2. a kind of mixed flow impeller with suction surface back vane as claimed in claim 1, it is characterized in that: described suction surface back vane is uniformly distributed along the circumference, its number is identical with impeller blade number, and the axial plane shape of suction surface back vane is identical with back shroud of impeller streamline.

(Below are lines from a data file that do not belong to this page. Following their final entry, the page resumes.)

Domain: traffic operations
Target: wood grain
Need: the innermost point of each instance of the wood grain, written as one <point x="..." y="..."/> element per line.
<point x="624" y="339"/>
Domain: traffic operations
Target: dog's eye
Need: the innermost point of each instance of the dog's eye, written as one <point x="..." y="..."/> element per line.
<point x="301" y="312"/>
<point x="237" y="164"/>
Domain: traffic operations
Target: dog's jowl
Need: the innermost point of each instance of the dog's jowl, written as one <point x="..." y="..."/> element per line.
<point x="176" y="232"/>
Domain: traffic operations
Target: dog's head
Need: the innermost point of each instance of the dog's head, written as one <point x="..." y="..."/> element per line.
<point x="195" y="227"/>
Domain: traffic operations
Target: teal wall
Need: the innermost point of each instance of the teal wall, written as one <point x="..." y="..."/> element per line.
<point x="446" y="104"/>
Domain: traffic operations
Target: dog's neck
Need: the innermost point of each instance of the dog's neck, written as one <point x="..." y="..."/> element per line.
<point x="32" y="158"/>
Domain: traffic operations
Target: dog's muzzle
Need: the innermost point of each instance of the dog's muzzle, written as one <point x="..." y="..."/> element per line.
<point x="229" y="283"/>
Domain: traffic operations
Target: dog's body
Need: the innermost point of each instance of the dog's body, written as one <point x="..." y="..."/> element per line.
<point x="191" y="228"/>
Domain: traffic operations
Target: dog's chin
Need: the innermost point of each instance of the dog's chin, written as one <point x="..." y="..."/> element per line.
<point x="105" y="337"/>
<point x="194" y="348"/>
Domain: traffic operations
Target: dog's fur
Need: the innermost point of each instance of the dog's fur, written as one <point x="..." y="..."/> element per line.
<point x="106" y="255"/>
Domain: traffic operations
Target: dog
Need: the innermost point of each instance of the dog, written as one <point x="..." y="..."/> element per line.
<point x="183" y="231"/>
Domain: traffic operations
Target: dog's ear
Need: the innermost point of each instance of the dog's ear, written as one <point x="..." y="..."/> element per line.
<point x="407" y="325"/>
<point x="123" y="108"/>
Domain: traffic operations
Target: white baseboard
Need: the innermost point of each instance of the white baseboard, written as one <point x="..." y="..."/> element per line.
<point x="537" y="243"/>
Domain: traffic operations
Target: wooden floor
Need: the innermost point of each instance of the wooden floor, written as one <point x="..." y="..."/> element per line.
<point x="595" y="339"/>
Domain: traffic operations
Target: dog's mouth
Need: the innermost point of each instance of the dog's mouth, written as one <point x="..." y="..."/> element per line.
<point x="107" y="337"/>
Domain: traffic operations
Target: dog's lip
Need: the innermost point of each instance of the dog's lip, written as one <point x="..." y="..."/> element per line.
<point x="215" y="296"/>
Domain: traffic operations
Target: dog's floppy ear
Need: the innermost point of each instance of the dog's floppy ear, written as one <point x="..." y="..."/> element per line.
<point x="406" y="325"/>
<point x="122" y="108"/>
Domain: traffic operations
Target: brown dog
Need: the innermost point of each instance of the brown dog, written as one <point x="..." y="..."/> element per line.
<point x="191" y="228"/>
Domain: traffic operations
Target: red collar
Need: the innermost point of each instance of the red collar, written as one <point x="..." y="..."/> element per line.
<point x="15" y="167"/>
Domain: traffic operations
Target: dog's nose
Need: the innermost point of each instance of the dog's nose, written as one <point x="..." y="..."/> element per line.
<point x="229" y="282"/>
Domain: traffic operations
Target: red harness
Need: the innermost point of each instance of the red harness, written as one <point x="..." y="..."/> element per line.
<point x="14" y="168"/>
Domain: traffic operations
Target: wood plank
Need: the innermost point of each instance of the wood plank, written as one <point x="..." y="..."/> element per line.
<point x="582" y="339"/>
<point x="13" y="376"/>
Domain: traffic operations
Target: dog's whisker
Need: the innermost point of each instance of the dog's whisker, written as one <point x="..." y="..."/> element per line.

3. a kind of mixed flow impeller with suction surface back vane as claimed in claim 1, is characterized in that: described suction surface back vane outlet and impeller outlet flush, and thickness is even, and suitable with blade average thickness.
4. a kind of mixed flow impeller with suction surface back vane as claimed in claim 1, it is characterized in that: described suction surface back vane is away from front shroud of impeller, more near back shroud of impeller, its Exit-edge is 1/4 ~ 1/2 of impeller outlet width apart from the distance of back shroud of impeller.
5. a kind of mixed flow impeller with suction surface back vane as claimed in claim 1, it is characterized in that: the circumferential length a of described suction surface back vane Exit-edge is 1/4 ~ 3/4 of arc length between adjacent blades, the ratio that its inlet side circumferential length b accounts for inlet side place runner circumferential length is identical with Exit-edge, and its radial length c is 1/4 ~ 3/4 of blade radial length d.
Priority Applications (1)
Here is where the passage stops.